Lauren McAloon Sculptor

A person holding a gun - The Studios of Key West

Lauren and her husband Brendon McAloon had never been to Key West when they decided to move here from New England.

“We made the decision, literally, by flipping a coin,” McAloon, a sculptor, said the other day in her second-floor studio at The Studios of Key West, 600 White St. “We couldn’t decide if we wanted to move to New Orleans or Key West. We’d visited New Orleans a number of times, but had never been to Key West before.”

Key West won that toss some 20 years ago, and the couple headed south after storing most of their belongings with a relative in New Hampshire and arrived during the Christmas holiday. Most of their possessions are still in New Hampshire.

Today, along with sculpting, McAloon is the facilities manager at The Studios of Key West. If you stop by the Studios and run into McAloon, you might recognize her as the “fish monger” from the former Overseas Market. Both Lauren and Brendan got jobs there when they arrived in Key West and worked there until it closed.

“I don’t know if that’s an official title,” she said and laughed. “But’s that what I was called because I worked in the seafood department.”

Today, she divides her workday between early and late hours in her second-floor studio working on one of three or four sculptures that are works-in-progress, and her day job as facilities manager at The Studios of West, a job she’s held since the Studios opened in 2007.

McAloon didn’t get her own studio at the Armory for two years. (The Studios’ White Street location is called the Armory because the building is an old military armory at the corner of White and Southard streets.) She said her job didn’t get her request moved to the top of the list.

“I did my sculpture work in the house, wherever I could find space, before I got my studio. I used the porch and living room a lot,” she said.

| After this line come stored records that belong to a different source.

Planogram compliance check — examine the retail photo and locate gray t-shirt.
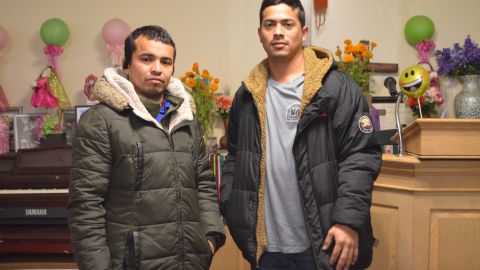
[265,75,310,253]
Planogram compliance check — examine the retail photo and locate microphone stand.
[395,91,405,157]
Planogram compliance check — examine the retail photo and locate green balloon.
[405,15,435,46]
[40,18,70,46]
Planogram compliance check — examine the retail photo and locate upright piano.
[0,145,72,257]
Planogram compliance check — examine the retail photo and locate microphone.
[383,77,398,97]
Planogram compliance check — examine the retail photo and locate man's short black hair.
[123,25,177,69]
[260,0,305,28]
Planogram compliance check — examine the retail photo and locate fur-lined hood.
[244,46,333,116]
[92,67,194,132]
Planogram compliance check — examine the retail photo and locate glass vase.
[454,75,480,118]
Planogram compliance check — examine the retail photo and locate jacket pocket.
[123,231,140,270]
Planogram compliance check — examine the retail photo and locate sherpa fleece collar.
[93,67,193,132]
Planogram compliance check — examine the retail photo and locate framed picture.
[0,107,22,152]
[63,108,77,144]
[13,113,44,152]
[75,105,90,123]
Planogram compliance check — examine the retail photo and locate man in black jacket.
[221,0,381,270]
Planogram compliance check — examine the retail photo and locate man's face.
[258,4,308,59]
[125,36,174,100]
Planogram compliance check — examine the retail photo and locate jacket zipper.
[165,130,185,269]
[242,82,263,262]
[292,100,331,268]
[134,141,144,191]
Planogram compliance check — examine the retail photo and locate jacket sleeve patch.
[358,115,373,134]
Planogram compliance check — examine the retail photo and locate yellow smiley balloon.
[398,66,430,98]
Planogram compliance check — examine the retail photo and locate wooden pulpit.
[369,119,480,270]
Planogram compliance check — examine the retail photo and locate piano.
[0,145,72,257]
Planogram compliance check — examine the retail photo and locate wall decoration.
[13,113,43,152]
[102,18,130,66]
[0,107,22,154]
[63,108,77,144]
[75,106,91,124]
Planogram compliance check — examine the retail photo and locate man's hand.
[207,240,215,254]
[323,224,358,270]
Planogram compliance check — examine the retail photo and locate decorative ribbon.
[106,44,124,67]
[313,0,328,30]
[0,117,10,154]
[415,39,435,62]
[43,44,63,78]
[48,69,70,109]
[0,85,10,112]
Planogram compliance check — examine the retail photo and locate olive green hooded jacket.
[68,68,224,270]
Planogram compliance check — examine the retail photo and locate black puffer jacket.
[68,66,224,270]
[221,48,381,269]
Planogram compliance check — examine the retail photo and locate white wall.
[0,0,480,109]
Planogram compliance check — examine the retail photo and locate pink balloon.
[102,18,130,45]
[0,26,8,50]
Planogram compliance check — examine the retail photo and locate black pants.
[258,248,317,270]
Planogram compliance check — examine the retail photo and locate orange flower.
[343,53,355,63]
[202,69,210,79]
[362,51,373,59]
[185,78,196,90]
[335,46,342,56]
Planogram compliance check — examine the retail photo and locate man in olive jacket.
[68,26,225,270]
[221,0,381,270]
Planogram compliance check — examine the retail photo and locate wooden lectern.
[369,119,480,270]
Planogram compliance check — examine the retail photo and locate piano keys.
[0,145,72,257]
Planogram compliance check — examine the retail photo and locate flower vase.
[220,119,229,149]
[454,75,480,118]
[40,132,67,147]
[439,75,462,118]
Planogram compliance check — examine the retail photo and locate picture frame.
[13,113,45,152]
[63,108,77,144]
[75,105,91,124]
[0,107,23,152]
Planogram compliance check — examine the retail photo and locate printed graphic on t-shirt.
[286,103,300,122]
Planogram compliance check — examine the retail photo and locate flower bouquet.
[335,39,377,96]
[435,35,480,76]
[180,63,220,138]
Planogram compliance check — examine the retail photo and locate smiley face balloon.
[398,66,430,98]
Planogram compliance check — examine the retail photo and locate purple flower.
[435,35,480,75]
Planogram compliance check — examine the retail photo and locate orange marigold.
[335,46,342,56]
[185,78,196,90]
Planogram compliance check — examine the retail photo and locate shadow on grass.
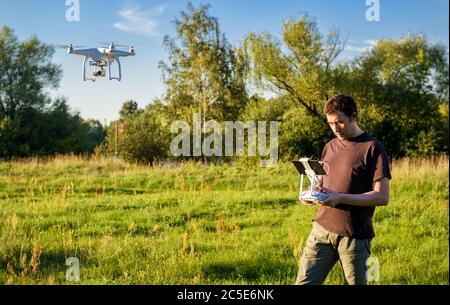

McAloon likes her studio for many reasons, but one is that she can stop work for the day and not take away from her creative time to put things away, as she often had to at home.

“I like three-dimensional,” she said when asked why she’d become a sculptor. “Putting my hands on the work, getting them dirty.” McAloon smiled. “Seeing the object take shape. I like the balance as the piece takes shape, when it’s right.”

Ideas come to her all the time.

“Where do my ideas come from?” McAloon looked around her studios, eyeing pieces of works-in-progress. “Hard to answer. Some seem to surface when I see something that interests me. It isn’t as if I’m knocked over with the idea. It nibbles at me, over time. The idea usually takes shape in my mind first. Then I might sketch it out before I begin work.”

On some of her projects, she even makes models to see a scaled down version of her idea.

Each piece she works on has its own time schedule and it varies.

“I’ve taken five years to complete a piece,” she said. “I sometimes look at a work-in-progress and, I don’t know, I don’t feel right about it and let it rest. That’s why I’ve always got more than one project going.”

Most of her pieces take less time, she said.

“Sometimes, for me to feel right about a project, it just takes time for it all to come together,” she said. “Now that I’ve got the studio, when it doesn’t feel right, I can put it in the corner and go on with something else.”

McAloon’s bigger sculptures have been displayed during what began as Art in the Park and is now called Sculptor Key West.

“I’ve had work displayed at Ft. Zack, since 2003,” she said. “Off-and-on I’ve displayed, but not this year.”

About the coin toss, is she happy with the results?

“Oh yes,” she said. “Key West allows people to change. The art community in Key West is unbelievable. I’ve been accepted into a great caring and giving community. For such a small island, the art community, be it artists or patrons, is large and supportive.”